Sending in outsiders, however well intentioned, to sit fishery workers down in classrooms and tell them about the future in itself will not inspire confidence among those whose livelihoods have been destroyed. Unless governments in partnership with the industry and the people affected can shape a credible vision of hope, the coastal society of Atlantic Canada will be consumed by anxiety and despair. I do not believe there is one member of any party or an individual member of the House who would want that to happen.
I have spent most of my time putting the bill into perspective. I have relied on the Parliamentary Secretary to the Minister of Human Resources Development to talk about the details of the bill. Bill C-30 is a very simple bill. It basically says that the minister may enter into an agreement referred to in a subsection of the Department of Labour Act to have the act apply to former employees who are less than 55 years of age. The condition is that former employees must be 50 years of age or more as of May 15 past. Significant to the debate is former employees of fish plants whose employment has been terminated by reason of a permanent reduction in the workforce at the plants because of a decline in fish stocks.
I say to those who do not support the bill that I have 57 processing plants in my riding. They will not look kindly on any member of the House who says that it is imperfect, that it is not totally the government's responsibility, that Newfoundlanders are being shortchanged and this is just adding to the situation, or for any other reason. Those who have run out of dollars to support their families and who are at an age when their prospects of finding work in a province where the unofficial unemploy-
ment rate is close to 50 per cent would not take too kindly to that either.
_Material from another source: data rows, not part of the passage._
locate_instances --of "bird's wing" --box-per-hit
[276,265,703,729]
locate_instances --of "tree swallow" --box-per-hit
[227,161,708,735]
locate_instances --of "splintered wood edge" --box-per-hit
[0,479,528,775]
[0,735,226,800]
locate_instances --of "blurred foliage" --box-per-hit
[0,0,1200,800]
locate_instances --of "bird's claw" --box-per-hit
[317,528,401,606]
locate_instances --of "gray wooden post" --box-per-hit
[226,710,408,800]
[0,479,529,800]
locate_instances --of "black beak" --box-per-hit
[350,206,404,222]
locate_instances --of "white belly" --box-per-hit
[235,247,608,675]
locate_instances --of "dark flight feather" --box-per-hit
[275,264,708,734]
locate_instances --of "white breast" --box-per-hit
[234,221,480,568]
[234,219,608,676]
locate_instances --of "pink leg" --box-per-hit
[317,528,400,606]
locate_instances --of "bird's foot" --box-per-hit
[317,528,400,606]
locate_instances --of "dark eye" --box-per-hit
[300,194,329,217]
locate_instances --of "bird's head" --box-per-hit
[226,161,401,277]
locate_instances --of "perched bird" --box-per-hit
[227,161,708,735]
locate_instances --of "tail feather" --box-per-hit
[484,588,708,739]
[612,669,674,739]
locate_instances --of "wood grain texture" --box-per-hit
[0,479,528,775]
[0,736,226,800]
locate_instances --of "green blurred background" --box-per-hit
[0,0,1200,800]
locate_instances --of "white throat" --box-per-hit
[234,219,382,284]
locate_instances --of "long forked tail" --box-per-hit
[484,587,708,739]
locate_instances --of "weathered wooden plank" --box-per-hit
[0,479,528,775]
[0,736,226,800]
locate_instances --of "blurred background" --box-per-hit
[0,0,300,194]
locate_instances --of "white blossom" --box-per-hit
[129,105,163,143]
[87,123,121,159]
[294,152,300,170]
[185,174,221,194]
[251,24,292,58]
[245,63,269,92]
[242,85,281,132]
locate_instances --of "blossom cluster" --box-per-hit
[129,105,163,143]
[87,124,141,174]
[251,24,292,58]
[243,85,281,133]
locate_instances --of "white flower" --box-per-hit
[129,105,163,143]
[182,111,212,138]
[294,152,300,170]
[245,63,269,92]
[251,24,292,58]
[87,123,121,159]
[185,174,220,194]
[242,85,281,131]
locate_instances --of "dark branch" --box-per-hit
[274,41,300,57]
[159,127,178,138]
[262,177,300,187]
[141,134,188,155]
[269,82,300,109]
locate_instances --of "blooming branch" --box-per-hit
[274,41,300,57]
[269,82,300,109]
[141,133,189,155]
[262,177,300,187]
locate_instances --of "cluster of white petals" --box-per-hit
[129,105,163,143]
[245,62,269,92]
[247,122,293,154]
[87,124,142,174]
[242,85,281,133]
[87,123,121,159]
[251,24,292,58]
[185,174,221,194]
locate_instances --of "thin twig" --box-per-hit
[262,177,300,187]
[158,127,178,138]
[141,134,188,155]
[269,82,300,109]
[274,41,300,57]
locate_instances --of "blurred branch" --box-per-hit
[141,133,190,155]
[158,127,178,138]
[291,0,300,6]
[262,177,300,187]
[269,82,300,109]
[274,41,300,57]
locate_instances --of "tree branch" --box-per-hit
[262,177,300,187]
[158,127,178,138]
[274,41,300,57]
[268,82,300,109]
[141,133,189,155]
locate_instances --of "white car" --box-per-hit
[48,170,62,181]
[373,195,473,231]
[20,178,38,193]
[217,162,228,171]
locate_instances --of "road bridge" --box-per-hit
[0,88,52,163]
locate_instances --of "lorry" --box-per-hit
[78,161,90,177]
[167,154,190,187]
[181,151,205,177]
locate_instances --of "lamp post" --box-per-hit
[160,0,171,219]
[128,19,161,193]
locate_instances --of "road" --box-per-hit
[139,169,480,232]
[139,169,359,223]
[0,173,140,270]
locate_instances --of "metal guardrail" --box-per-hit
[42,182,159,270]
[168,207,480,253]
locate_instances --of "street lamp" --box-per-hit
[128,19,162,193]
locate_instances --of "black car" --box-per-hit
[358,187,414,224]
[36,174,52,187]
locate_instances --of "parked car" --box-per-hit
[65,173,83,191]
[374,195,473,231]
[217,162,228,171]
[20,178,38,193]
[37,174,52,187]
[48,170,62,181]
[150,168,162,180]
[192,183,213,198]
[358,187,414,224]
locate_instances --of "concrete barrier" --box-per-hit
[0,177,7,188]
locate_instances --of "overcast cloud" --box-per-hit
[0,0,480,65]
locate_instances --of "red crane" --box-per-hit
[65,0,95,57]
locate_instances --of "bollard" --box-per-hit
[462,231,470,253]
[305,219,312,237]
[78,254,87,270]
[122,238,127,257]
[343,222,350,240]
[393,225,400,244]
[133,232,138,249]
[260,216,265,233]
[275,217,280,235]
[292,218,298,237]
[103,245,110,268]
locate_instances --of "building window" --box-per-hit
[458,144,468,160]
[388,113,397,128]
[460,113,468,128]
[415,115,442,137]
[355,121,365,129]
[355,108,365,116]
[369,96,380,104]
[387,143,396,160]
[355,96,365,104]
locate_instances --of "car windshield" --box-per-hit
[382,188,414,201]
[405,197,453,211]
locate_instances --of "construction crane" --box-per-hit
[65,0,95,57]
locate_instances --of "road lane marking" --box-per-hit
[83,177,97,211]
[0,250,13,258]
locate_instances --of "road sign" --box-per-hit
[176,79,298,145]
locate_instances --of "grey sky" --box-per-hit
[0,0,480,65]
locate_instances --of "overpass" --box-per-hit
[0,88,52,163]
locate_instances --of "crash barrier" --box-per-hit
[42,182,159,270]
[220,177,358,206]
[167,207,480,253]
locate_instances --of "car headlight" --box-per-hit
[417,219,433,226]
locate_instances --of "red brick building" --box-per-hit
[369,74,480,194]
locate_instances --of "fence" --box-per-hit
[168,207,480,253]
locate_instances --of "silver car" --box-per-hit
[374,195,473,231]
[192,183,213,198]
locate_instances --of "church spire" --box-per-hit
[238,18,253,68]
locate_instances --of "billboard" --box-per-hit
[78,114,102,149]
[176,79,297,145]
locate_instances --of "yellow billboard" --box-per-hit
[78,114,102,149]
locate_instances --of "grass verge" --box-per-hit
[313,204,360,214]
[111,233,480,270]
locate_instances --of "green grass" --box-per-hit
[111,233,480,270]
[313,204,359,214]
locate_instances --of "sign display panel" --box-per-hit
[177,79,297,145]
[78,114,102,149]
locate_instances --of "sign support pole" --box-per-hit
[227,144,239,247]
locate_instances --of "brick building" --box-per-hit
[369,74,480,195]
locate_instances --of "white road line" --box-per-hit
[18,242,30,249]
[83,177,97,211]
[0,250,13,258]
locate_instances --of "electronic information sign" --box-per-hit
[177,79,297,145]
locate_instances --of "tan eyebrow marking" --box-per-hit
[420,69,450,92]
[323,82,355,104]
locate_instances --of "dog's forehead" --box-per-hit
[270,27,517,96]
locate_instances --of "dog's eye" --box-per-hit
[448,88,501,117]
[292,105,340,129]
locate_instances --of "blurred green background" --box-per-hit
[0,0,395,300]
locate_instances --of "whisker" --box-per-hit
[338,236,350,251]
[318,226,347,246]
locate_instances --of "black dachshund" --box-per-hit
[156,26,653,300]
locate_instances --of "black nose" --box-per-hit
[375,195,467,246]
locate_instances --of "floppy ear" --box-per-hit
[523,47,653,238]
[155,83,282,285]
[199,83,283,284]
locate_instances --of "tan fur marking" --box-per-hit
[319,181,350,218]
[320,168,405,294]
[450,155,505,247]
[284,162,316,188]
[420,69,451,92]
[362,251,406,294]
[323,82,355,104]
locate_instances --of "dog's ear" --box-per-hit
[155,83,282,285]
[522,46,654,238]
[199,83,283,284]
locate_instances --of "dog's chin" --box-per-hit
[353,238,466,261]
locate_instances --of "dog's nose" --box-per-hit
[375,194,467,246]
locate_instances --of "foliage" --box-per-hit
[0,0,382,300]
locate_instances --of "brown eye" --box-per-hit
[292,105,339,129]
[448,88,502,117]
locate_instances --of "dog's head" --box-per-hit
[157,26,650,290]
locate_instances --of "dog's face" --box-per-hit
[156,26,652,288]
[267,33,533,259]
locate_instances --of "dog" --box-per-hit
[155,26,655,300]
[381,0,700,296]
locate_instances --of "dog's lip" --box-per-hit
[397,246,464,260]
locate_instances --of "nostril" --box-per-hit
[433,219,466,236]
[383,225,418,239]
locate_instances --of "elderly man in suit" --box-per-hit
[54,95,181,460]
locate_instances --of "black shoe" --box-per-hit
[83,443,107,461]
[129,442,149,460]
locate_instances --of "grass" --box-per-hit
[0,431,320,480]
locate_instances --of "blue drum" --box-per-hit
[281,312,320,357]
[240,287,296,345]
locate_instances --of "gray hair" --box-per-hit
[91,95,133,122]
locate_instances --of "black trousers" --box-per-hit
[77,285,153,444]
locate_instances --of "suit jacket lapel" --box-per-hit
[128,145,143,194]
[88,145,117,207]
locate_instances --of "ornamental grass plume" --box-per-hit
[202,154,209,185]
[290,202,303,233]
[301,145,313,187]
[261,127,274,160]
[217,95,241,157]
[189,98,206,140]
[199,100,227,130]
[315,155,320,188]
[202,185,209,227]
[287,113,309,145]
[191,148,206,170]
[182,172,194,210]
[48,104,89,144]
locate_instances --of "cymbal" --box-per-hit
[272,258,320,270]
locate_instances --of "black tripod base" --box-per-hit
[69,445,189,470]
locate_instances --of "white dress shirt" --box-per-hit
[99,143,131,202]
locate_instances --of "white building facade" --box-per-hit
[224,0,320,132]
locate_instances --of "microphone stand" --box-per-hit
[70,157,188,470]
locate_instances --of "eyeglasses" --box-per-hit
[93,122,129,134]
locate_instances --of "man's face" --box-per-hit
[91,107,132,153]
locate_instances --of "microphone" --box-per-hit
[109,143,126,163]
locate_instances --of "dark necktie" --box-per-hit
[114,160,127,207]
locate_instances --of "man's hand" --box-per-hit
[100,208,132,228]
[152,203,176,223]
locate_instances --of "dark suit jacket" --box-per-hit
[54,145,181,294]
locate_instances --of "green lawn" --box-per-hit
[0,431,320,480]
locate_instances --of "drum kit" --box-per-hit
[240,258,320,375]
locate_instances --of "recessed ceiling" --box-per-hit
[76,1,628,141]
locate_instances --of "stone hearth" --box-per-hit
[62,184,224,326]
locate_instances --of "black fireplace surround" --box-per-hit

I stand as a member of the House, as a spokesman for my party, to say that we appreciate the disastrous proportions of the calamity that has beset Newfoundland. Whose responsibility is it? I could spend the rest of the day attributing blame and I probably would not be right. I might feel a bit better, but it would not do much for those people who have been affected.
I am saying to all members in the House who do not support the bill to take the perspective I have given, to take into consideration the 1,200 people and their families directly affected by the bill, and to take into consideration the possibility of anxiety and difficulty of living, of getting up in the morning, supporting themselves and sending their kids to school. Many of the 50-year old plant workers have young children. I know them individually. A proportion of the 1,200 plant workers in the 57 plants in my riding will be watching the newscast on their televisions today and reading the Evening Telegram or their local papers. They will be very pleased that at second reading of the bill this member, this party and this government gave full and total support to a bill that I believe is one of the most important bills the House has ever seen.